I’ve been following the songwriting of Taylor Goldsmith, the frontman of L.A.-based, folk-rock band Dawes, since early 2011. At the time, I was a sophomore in college, and had just discovered their debut, North Hills, a year-and-a-half late. (That was thanks in part to one of its tracks, “When My Time Comes,” pervading cable TV via its placement in a Chevy commercial over my winter break.) As I caught on, I became fully entranced.

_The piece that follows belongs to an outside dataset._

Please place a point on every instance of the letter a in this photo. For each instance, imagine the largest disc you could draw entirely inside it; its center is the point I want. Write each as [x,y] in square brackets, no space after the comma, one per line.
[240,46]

Goldsmith’s lyrics spoke to me the loudest, with lines like “Well, you can judge the whole world on the sparkle that you think it lacks / Yes, you can stare into the abyss, but it’s starin’ right back” (a casual Nietzsche paraphrase); and “Oh, the snowfall this time of year / It’s not what Birmingham is used to / I get the feeling that I brought it here / And now I’m taking it away.” The way his words painted a portrait of the sincere, sentimental man behind them, along with his cozy, unassuming guitar work and the band’s four-part harmonies, had me hooked.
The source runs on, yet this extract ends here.